華容諾諾連聲,又問:“這迎春也不是什麼名貴的花兒,怎麼大戶人家也會種?”
“這你就不懂了吧?”有人給自己捧場,路含章洋洋得意,口若懸河滔滔不絕,“北方天氣不像南方,春天多風,有時候前一天還是好好的晴天,第二天說不定就會來一場風雪,所以能夠在早春開放的花其實是很少的,這迎春便是其中之一,北方人說它開過之後,才有百花盛放,而且此花不擇水土,便是倒春寒也不妨礙它開花,所以北方人又給它送了個君子的稱號,與水仙、梅花、山茶並稱為‘雪中四友’。
“還有那一般酸腐文人,巴不得早春來一場風雪,好迎著雪賞迎春,好成就自己文雅地派頭。其實春寒雖然料峭可是比起嚴冬來卻沒有半點可比性了。所以我說啊,這北地的文人,太矯情!”
華容忙附和了幾句。
路含章轉身抬手摸了摸她的臉,笑容深深:“身邊這麼多服侍的,我隻覺得你最貼心……”
華容羞紅了臉,低著頭,在廊簷下的燈籠映照下,雪白的一截脖頸也透著粉色。
路含章情不自禁把手移到了華容的脖頸,細細摩挲了片刻,湊到華容耳邊悄聲說了幾句話,華容的頭垂得更低了。
路含章張揚的大笑,快步向前走去。
華容慢慢抬起頭來,她臉上一片蒼白,因為咬得太過用力,嘴唇都要破了,眼神裏充滿了恨意,哪裏還有半點方才的嬌羞之色!
路含章走出一段,回頭招呼:“還不快過來!”
華容在她轉頭的那一瞬瞬間又變成了一個不勝嬌羞的少女,垂著頭羞答答跟了過去。
兩人徑直來到南宮徹的跨院,直接進了上房,路含章找了張椅子坐下,便吩咐華容:“你去搜一搜。

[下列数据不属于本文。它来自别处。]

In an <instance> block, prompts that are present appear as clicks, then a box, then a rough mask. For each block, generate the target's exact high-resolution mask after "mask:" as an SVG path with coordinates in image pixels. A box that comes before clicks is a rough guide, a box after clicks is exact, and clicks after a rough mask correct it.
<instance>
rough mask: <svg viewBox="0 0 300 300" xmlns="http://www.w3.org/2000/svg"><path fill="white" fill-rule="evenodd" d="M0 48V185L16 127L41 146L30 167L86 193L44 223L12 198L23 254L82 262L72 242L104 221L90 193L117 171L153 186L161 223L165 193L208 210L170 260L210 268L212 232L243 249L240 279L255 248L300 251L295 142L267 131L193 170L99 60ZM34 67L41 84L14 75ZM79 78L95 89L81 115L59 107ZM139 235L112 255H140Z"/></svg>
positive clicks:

你也知道,事關機密,我不可能讓別人來動手,隻有勞動你了,不過你放心,我會好好補償你的!”她特意把“補償”二字咬得很重,然後便曖昧地笑。
華容柔順的答應,一轉身,卻把兩隻手捏得緊緊的。
很快,華容便把南宮徹的屋子翻了個底朝天,卻一無所獲。
先前路含章還能氣定神閑的等著,可是隨著時間一點點流逝,華容卻一無所獲,她也坐不穩了,沉聲道:“你是不是搜得不夠仔細?”
華容並不辯駁,又恭順的把房裏所有的東西重新搜了一遍!
路含章額上見了汗,跳了起來,皺著眉瞪著眼,大聲道:“怎麼可能!鶴長生那裏沒有,怎麼可能他這裏也沒有!”她用力扒拉開華容,自己上前又重新搜了一遍,仍舊是一無所獲。
她頹然坐倒在太師椅上,口中嘟嘟囔囔不知道在說些什麼。
華容低著頭,站在她身側,一言不發,手中絞著自己的衣帶。
路含章忽然站了起來,拉了華容一把:“走,我們去秦韻的房間看一看!”
兩人又來到秦韻房中,照舊翻了個底朝天,仍舊是沒有半點收獲。
路含章額上青筋凸起,眼神凶戾,蹙著嗓子叫道:“這怎麼可能!這麼重要的東西,他們怎麼可能不帶在身邊!”她煩躁地在屋子裏來回踱著步,氣息也越來越粗重。
華容站在角落裏,低著頭,不知道在想些什麼。
路含章一抬頭,看到了頭頂的承塵,腳尖點地,跳上了承塵,仔細搜尋半晌,重重落回地麵,喘氣聲更重了,胸膛也劇烈起伏著,猛地走過去揪著華容前胸衣襟,咬牙切齒地咆哮:“你說!你說啊!為什麼我找不到!為什麼會找不到!”